Na zdjęciu: Phyllium siccifolium, l1.
Zaczęły się kluć parę dni temu.
Już prawie nie pamiętałam, jak szybkie są.
Jest "już" w domu bądź "jeszcze" w domu, bo przecież od północy nigdzie nie wychodziła.
Wchodzi właśnie na bloga, konto, gdzie chowa się przed całym znanym sobie światem, licząc na to, że ponownie uda jej się wreszcie poznać osobę, od której się paskudnie uzależni, czego zresztą będzie żałować równie mocno jak cieszyć się, że nastąpiło. Owa Osoba jednak uparcie nie chce się pojawić, bo przecież domeną buntowników jest wolność, w najczystszym wydaniu, taka z chorobliwą dawką dystansu i bez nałogów.
Odgłos otwieranych drzwi.
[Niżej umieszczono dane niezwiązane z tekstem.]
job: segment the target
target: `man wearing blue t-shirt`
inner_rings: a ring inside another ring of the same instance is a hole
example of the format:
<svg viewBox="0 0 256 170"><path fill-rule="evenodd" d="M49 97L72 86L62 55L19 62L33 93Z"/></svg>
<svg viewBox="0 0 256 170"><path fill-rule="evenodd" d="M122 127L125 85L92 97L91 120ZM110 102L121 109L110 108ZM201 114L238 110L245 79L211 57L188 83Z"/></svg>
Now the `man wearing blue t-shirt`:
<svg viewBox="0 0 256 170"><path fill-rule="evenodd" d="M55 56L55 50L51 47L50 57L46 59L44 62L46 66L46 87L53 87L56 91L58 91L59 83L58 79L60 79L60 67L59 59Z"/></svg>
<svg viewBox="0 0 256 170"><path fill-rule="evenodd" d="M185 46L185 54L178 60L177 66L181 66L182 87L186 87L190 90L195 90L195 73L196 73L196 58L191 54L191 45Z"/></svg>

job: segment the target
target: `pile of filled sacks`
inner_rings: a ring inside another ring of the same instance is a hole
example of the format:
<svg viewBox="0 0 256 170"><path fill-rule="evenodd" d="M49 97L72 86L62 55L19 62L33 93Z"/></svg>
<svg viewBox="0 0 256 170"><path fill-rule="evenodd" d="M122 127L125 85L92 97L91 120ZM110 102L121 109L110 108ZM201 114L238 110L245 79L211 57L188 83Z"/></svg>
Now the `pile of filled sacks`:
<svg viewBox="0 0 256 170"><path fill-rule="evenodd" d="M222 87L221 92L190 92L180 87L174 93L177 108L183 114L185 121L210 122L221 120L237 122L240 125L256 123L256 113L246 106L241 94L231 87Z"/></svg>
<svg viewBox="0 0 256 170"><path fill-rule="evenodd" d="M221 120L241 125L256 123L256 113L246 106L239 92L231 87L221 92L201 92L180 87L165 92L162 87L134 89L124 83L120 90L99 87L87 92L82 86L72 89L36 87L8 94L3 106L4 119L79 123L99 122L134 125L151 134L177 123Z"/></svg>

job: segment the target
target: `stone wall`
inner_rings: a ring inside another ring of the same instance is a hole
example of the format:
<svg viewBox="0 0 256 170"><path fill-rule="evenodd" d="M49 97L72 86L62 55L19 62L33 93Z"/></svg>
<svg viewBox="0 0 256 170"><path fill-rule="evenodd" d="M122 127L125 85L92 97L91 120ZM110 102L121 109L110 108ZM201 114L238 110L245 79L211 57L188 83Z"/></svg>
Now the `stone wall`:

Bez strachu, to tylko Duch powrócił z kilkunastominutowego spaceru po świecie. SMS wysłany z poziomu jej klawiatury trafia w próżnię, kiedy uświadamia sobie, że znów równie dobrze mogłaby zwrócić się do ścian.
Znajdź mnie już, okej?
Zaczęło mnie nudzić to czekanie.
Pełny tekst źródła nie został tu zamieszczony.